My code snippet reads data from excel ranges. First row and first
column are column headers and row headers respectively. After reding
the range I build a dict.
................'A'..............'B'
'ab'............3................5
'cd'............7................2
'cd'............9................1
'ac'............7................2
d={('ab','A'): 3, ('ab','B'): 5, ('cd','A'): 7, ...
However, as you can see there are two rows that start with 'cd', and
dicts, AFAIK do not accept duplicates.
What is the best workaround for this? Should I discard dicts? Should I
somehow have under 'cd'... a list of values?
One of the difficulties I find here is that I want to be able to
easily sum all the values for each row key: 'ab', 'cd' and 'ac'.
However, using lists inside dicts makes it a difficult issue for me.
What is the best approach for this problem? Can anybody help?
Normall dicts are used if you want to access your data at a later point
in time by the key name.
Do you want to be able to do this?
Then what would you expect to receive for d[('cd','A')] ?
The first value? the second value? both values?
Could you perhaps change further occurences of 'cd' with 'cd1' , 'cd2' ,
'cd3', ... ?
Not knowing your exact context makes it difficult to suggest solutions?
perhaps you could switch to a list containing a tuple of (rowname,rowdict)
l = [ ('ab', { 'A': 3 , 'B': 5 } ),
'cd', { 'A': 7 , 'B': 2 } ),
'cd', { 'A': 9 , 'B': 1 } ),
'ac', { ... }
]
bye
N
> Hello,
>
> My code snippet reads data from excel ranges.

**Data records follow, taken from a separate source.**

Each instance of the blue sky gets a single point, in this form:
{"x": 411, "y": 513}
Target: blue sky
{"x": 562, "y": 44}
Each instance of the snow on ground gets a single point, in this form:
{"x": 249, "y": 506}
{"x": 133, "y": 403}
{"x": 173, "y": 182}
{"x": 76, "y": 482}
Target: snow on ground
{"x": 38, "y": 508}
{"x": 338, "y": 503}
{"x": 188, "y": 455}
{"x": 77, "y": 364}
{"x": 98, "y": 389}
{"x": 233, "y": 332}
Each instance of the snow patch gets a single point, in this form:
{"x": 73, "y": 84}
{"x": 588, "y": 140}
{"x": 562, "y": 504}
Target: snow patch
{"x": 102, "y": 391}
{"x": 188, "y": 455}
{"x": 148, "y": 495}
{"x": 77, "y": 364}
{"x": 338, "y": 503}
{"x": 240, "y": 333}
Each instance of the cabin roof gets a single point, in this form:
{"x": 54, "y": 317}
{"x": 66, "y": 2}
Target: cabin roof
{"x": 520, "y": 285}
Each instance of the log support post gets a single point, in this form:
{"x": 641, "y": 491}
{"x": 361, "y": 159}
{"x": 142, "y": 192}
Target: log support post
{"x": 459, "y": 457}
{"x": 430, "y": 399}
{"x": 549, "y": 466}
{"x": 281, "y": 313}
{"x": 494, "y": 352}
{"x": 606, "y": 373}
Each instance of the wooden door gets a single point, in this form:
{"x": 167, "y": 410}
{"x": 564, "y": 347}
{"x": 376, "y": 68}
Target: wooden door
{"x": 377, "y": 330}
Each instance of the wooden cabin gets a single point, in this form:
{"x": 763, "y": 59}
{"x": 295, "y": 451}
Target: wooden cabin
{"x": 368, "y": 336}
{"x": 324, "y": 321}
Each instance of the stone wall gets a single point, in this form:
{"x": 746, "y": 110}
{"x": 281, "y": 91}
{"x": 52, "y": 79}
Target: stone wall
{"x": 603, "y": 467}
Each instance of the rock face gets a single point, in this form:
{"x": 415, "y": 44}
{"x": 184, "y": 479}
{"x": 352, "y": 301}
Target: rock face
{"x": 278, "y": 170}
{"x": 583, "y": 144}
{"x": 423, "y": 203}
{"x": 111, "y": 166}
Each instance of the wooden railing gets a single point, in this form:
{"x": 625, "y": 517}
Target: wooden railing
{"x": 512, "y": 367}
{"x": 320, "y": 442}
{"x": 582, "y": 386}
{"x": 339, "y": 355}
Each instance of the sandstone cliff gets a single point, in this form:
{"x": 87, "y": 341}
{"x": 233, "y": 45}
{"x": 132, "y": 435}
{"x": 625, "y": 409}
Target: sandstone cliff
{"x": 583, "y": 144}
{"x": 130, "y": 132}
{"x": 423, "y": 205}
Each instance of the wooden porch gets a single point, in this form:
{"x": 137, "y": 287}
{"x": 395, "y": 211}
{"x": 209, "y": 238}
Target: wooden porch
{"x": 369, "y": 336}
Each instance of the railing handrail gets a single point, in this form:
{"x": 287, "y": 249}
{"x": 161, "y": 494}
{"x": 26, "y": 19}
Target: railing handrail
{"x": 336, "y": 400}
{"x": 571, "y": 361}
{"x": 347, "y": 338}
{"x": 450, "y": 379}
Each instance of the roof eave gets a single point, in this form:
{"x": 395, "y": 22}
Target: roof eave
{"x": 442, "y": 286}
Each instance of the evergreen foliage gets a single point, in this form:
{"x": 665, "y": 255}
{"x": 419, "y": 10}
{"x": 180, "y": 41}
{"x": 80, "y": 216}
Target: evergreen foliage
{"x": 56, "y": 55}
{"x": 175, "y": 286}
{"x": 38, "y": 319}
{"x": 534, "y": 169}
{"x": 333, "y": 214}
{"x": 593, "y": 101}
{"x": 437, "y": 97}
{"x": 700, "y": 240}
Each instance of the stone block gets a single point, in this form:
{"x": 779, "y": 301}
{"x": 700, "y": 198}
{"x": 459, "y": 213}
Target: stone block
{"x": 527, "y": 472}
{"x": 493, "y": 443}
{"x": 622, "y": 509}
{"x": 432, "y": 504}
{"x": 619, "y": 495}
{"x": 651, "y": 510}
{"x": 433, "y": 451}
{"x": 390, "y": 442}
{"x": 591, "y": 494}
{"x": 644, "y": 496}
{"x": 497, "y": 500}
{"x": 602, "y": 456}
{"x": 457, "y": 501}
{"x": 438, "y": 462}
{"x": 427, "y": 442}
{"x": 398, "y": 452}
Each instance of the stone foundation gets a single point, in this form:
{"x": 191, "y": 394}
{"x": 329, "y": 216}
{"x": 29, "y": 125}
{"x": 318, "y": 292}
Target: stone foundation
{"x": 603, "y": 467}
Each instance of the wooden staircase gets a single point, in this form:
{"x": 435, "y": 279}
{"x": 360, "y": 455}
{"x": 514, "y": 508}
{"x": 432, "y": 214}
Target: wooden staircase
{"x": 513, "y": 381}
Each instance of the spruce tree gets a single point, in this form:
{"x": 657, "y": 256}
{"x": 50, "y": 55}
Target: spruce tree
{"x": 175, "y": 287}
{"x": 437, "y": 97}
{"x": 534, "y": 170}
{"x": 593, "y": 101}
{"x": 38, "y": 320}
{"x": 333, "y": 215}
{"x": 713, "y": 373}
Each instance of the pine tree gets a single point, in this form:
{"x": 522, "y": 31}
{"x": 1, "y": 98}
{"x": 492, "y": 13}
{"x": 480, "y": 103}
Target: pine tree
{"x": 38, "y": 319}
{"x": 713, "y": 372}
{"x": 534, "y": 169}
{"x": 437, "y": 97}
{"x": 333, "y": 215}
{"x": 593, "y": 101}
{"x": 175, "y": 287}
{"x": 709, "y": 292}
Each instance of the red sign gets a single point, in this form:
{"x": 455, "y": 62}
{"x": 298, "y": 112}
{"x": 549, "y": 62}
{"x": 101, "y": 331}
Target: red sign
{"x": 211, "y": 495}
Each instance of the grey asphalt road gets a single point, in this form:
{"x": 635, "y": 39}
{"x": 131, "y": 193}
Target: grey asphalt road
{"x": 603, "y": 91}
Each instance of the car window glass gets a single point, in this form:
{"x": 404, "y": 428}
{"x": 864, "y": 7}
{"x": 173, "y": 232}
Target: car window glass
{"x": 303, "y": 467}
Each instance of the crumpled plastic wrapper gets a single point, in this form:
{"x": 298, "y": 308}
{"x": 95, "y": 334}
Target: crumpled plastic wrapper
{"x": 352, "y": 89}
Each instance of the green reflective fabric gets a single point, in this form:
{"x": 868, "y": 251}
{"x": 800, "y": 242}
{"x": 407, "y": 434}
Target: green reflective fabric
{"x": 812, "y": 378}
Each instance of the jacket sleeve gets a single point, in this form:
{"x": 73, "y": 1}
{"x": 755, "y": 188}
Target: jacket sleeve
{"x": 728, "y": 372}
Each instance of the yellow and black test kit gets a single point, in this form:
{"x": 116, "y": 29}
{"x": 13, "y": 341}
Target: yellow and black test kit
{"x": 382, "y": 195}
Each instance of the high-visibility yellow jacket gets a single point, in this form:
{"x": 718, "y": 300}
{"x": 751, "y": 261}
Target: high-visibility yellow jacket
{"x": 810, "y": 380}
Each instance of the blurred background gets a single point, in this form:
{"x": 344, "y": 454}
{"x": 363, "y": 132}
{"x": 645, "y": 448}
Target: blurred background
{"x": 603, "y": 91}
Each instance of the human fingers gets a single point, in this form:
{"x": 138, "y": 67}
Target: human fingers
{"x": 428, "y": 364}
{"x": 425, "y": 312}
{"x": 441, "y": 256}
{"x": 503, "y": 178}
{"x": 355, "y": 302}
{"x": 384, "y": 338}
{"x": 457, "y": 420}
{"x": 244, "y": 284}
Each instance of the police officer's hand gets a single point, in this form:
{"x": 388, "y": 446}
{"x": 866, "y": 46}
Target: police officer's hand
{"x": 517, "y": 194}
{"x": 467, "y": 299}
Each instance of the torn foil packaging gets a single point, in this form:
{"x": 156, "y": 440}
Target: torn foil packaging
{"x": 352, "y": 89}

First row and first column
> are column headers and row headers respectively. After reding the range
> I build a dict.
>
> ................'A'..............'B'
> 'ab'............3................5
> 'cd'............7................2
> 'cd'............9................1
> 'ac'............7................2
>
> d={('ab','A'): 3, ('ab','B'): 5, ('cd','A'): 7, ...
>
> However, as you can see there are two rows that start with 'cd', and
> dicts, AFAIK do not accept duplicates.
> One of the difficulties I find here is that I want to be able to easily
> sum all the values for each row key: 'ab', 'cd' and 'ac'. However,
> using lists inside dicts makes it a difficult issue for me.
Given the sample above, what answer do you expect for summing the 'cd'
row? There are four reasonable answers:
7 + 2 = 9
9 + 1 = 10
7 + 2 + 9 + 1 = 19
Error
You need to decide what you want to do before asking how to do it.
--
Steven
Steven,
What I need is that sum(('cd','A')) gives me 16, sum(('cd','B')) gives
me 3.
I apologize for not having made it clear.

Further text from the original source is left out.